Numeric Data

Overview

This week we will be introducing the use of the pandas library for data analysis and management through a focus on numeric data and its distribution(s). This marks a major shift from working with concepts (lists, dictionaries, functions, etc.) largely in isolation to encountering all of them together ‘in the wild’ as part of a full data science workflow. So we are moving from the acquisition of concepts to their integration in the same way that we will — over the course of these three sessions — be coming from data acquisition to data integration.

Learning Objectives
  1. An appreciation of how and why this module differs from (QM) CASA0007.
  2. The beginnings of a more integrative understanding of foundational computer science concepts and the practice(s) of data science.
  3. A basic understanding of data acquisition and manipulation in Python.

Lectures

Come to class prepared to present/discuss:

Session Video Presentation
Logic Video Slides
Randomness Video Slides
Data Video Slides
Pandas Video Slides
More on the Assessments In class Slides

Other Prep

  • Come to class prepared to present/discuss:
    • D’Ignazio and Klein (2020), chap. 4, What Gets Counted Counts
      <URL>
    • Wachsmuth and Weisler (2018)] <URL>
    • Harris (2018) <URL>
Connections

Two more readings about the impact of Airbnb on cities (Wachsmuth and Weisler 2018; Harris 2018) that you’re likely to find useful for developing your thinking for the Group Work and one by D’Ignazio and Klein (2020) to highlight the importance of thinking about what a data set captures… and what it excludes.
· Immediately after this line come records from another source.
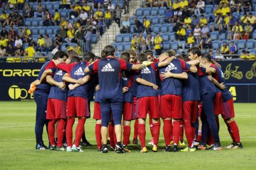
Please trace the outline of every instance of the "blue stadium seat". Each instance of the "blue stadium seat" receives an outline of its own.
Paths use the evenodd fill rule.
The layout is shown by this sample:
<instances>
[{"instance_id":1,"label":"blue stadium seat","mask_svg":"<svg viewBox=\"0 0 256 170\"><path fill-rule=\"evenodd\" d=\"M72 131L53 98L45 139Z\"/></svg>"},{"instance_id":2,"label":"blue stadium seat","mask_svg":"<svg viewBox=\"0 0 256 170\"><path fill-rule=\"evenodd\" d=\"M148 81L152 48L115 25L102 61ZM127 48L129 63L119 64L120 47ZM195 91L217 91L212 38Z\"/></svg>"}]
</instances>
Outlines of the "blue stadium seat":
<instances>
[{"instance_id":1,"label":"blue stadium seat","mask_svg":"<svg viewBox=\"0 0 256 170\"><path fill-rule=\"evenodd\" d=\"M145 17L150 15L150 8L145 8L143 10L143 15Z\"/></svg>"},{"instance_id":2,"label":"blue stadium seat","mask_svg":"<svg viewBox=\"0 0 256 170\"><path fill-rule=\"evenodd\" d=\"M254 48L254 39L249 39L246 42L246 48L247 49L253 49Z\"/></svg>"},{"instance_id":3,"label":"blue stadium seat","mask_svg":"<svg viewBox=\"0 0 256 170\"><path fill-rule=\"evenodd\" d=\"M124 42L130 42L131 34L124 34Z\"/></svg>"},{"instance_id":4,"label":"blue stadium seat","mask_svg":"<svg viewBox=\"0 0 256 170\"><path fill-rule=\"evenodd\" d=\"M162 39L163 41L169 41L169 33L165 32L162 35Z\"/></svg>"},{"instance_id":5,"label":"blue stadium seat","mask_svg":"<svg viewBox=\"0 0 256 170\"><path fill-rule=\"evenodd\" d=\"M244 39L238 40L237 42L237 49L241 49L245 48L246 41Z\"/></svg>"},{"instance_id":6,"label":"blue stadium seat","mask_svg":"<svg viewBox=\"0 0 256 170\"><path fill-rule=\"evenodd\" d=\"M123 43L119 43L116 44L116 50L117 51L124 51L124 44Z\"/></svg>"},{"instance_id":7,"label":"blue stadium seat","mask_svg":"<svg viewBox=\"0 0 256 170\"><path fill-rule=\"evenodd\" d=\"M210 35L211 39L212 40L216 40L218 39L218 31L212 31Z\"/></svg>"},{"instance_id":8,"label":"blue stadium seat","mask_svg":"<svg viewBox=\"0 0 256 170\"><path fill-rule=\"evenodd\" d=\"M143 15L143 9L138 9L136 10L136 16L142 16Z\"/></svg>"},{"instance_id":9,"label":"blue stadium seat","mask_svg":"<svg viewBox=\"0 0 256 170\"><path fill-rule=\"evenodd\" d=\"M117 34L116 36L116 42L122 42L123 36L122 34Z\"/></svg>"},{"instance_id":10,"label":"blue stadium seat","mask_svg":"<svg viewBox=\"0 0 256 170\"><path fill-rule=\"evenodd\" d=\"M127 51L129 49L130 49L130 42L124 43L124 51Z\"/></svg>"},{"instance_id":11,"label":"blue stadium seat","mask_svg":"<svg viewBox=\"0 0 256 170\"><path fill-rule=\"evenodd\" d=\"M168 51L171 49L171 44L169 42L164 42L163 44L163 49L164 51Z\"/></svg>"},{"instance_id":12,"label":"blue stadium seat","mask_svg":"<svg viewBox=\"0 0 256 170\"><path fill-rule=\"evenodd\" d=\"M163 24L160 27L161 32L162 33L166 33L168 31L168 24Z\"/></svg>"}]
</instances>

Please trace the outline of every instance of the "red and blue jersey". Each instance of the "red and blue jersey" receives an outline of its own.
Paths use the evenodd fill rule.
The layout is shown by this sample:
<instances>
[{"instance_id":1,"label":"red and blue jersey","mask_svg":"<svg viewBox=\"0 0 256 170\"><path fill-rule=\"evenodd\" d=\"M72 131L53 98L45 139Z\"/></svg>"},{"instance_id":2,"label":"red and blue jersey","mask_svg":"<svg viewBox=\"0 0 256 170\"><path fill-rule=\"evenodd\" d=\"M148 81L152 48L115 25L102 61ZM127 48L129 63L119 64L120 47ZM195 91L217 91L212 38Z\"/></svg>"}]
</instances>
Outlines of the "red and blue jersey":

You should almost never be claiming that your (social) data represents the ‘universe’ of behaviours or is somehow ‘complete’.

Practical

In this practical we will begin working with the InsideAirbnb data, which you will have briefly examined in CASA0005. This week we focus on the first ‘class’ of data in the data set: simple numeric columns. We will see how to use Pandas for (simple) visualisation and (the beginnings of) analysis. It is hoped that you will see how Pandas combines and builds on techniques that we’ve already seen: while Pandas is incredibly sophisticated, the underlying concepts have been covered in the preceding three weeks! At this point we will also begin to make use of Pandas functionality to subset and explore the data.

Connections

The practical focusses on:

  • Seeing how Pandas is ‘just’ a sophisticated extension of what we’ve already done.
  • Familiarising yourself with Pandas functionality.
  • Performing basic data cleaning and exploration tasks (including visualisation).
  • Selecting and aggregating data in pandas.

To access the practical:

  1. Preview on GitHub
  2. Download the Notebook

References

D’Ignazio, Catherine, and Lauren F. Klein. 2020. Data Feminism. MIT Press. https://bookbook.pubpub.org/data-feminism.
Harris, J. 2018. “Profiteers Make a Killing on Airbnb - and Erode Communities.” The Guardian. https://www.theguardian.com/commentisfree/2018/feb/12/profiteers-killing-airbnb-erode-communities.
Wachsmuth, D., and A. Weisler. 2018. “Airbnb and the Rent Gap: Gentrification Through the Sharing Economy.” Environment and Planning A: Economy and Space 50 (6):1147–70. https://doi.org/10.1177/0308518X18778038.